#openstack-rpm-packaging log

14:06:56 <dirk> #startmeeting rpm_packaging
14:06:57 <openstack> Meeting started Wed Oct 31 14:06:56 2018 UTC and is due to finish in 60 minutes.  The chair is dirk. Information about MeetBot at http://wiki.debian.org/MeetBot.
14:06:58 <openstack> Useful Commands: #action #agreed #help #info #idea #link #topic #startvote.
14:07:00 <openstack> The meeting name has been set to 'rpm_packaging'
14:07:23 <dirk> ping toabctl, dirk, apevec, aplanas, IgorYozhikov, jpena, jruzicka, number80, kaslcrof, ykarel
14:07:27 <dirk> #topic roll call
14:08:27 * dirk struggles with etherpad
14:11:19 <jpena> o/
14:16:50 <cmurphy> o/
14:18:49 <dirk> #chair jpena  cmurphy
14:18:50 <openstack> Current chairs: cmurphy dirk jpena
14:19:02 <dirk> does anyone have topics? I can't access etherpad for some reason
14:19:16 <jpena> nothing special for me
14:19:24 <dirk> jpena: are you coming to the berlin summit?
14:19:36 <jpena> dirk: no, not this time
14:22:34 <dirk> anyone else coming that is worth talking to ?
14:22:46 <dirk> I mean, sorry, in the context of contributions for the openstack rpm packaging
14:23:21 <jpena> from the Red Hat side I'm not aware of many people going to Berlin
14:30:03 <dirk> k, thanks
14:30:07 <dirk> #topic reviews
14:30:11 <dirk> do we have reviews to talk about?
14:30:40 <dirk> https://review.openstack.org/#/c/613652/ looks like an easy merge
14:31:06 <dirk> ah, I see cmurphy and jpena would need to look at https://review.openstack.org/#/c/610011/ again - I would like to close out this topic
14:31:13 <dirk> any strong opinions on how to get this merged?
14:31:17 <dirk> or if it should be merged?
14:32:43 <jpena> I don't have a strong opinion on the limit increase. I saw cmurphy didn't like the increase in TasksMax
14:32:58 <cmurphy> I'm still unclear on why raising both nproc and tasksmax is okay
14:33:00 <jpena> dirk: how did you come up with those numbers?

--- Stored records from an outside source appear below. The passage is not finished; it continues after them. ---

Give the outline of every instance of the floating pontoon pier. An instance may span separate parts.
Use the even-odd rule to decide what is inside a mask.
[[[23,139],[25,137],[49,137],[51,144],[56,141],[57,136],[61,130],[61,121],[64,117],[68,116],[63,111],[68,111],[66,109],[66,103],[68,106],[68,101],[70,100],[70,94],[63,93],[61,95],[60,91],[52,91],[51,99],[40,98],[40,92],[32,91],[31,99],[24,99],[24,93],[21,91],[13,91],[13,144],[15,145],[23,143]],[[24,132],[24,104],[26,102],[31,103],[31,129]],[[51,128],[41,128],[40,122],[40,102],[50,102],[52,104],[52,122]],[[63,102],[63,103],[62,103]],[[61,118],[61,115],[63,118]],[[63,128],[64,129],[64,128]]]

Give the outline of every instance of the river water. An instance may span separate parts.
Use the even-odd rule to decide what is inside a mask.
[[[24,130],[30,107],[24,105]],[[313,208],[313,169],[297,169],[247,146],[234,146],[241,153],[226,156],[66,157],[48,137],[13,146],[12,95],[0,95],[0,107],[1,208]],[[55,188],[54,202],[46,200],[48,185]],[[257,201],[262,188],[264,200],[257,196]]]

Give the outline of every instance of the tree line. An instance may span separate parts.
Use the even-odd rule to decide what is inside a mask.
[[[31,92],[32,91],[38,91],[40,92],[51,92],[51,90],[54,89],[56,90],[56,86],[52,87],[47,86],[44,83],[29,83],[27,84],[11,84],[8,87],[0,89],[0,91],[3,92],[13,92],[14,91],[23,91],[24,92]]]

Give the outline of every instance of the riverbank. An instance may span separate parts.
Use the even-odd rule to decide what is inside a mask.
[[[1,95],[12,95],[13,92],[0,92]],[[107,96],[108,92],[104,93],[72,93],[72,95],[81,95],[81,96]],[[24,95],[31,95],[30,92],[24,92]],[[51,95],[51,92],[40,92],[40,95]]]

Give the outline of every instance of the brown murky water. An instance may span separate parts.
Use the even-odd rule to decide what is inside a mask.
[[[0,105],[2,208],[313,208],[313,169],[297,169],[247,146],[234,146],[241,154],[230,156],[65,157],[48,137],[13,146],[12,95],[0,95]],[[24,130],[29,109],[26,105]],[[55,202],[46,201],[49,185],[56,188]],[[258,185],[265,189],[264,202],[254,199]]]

14:33:23 <dirk> jpena: I copied them from ceph-osd.service
14:33:39 <cmurphy> when i happened to check this on a customer's production site the number of tasks was at 22 for cinder-volume
14:33:44 <dirk> the issue we had was with a user that was running cinder-volume with rbd at scale.
14:34:16 <dirk> and librbd just asserts() (which crashes all of cinder-volume) when it can't start a new thread
14:34:40 <dirk> so TasksMax=infinity basicall removes the systemd cgroup pid controller
14:34:54 <dirk> and the rest is just bumping the limits accross the sanity imho
14:35:32 <dirk> cmurphy: so you considered tasksmax=infinity the unsafe part? or the NPROC?
14:38:20 <cmurphy> dirk: the combination of raising both is what seems unsafe to me
14:38:23 <cmurphy> but i'm not an expert
14:39:35 <cmurphy> but i noted that ubuntu doesn't bother with these limits http://paste.openstack.org/show/732149/
14:39:43 <dirk> so LimitNPROC=1234\nTasksMax=500 means "this service and its children are allowed to use 500 pids (threads, processes), all of the same uid are allowed 1234"
14:40:14 <dirk> LimitNPROC=1234\nTasksMax=inifinity means "this service is allowed to use up to the user rlimit (1234)"
14:40:36 <jpena> oh, so nproc still affects
14:40:43 <dirk> yes
14:40:53 <dirk> nproc is number of processes for this *user* (not this process tree)
14:41:02 <dirk> so e.g. cinder-api and cinder-volume share limits
14:41:07 <dirk> (as they run as the same user)
14:41:20 <dirk> tasksMax is a systemd feature to limit cinder-volume so that its not "eating" the quota of cinder-api
14:41:41 <dirk> but exactly this feature caused the issue for the customer (he was having 8191 threads in ceph and then it asserted)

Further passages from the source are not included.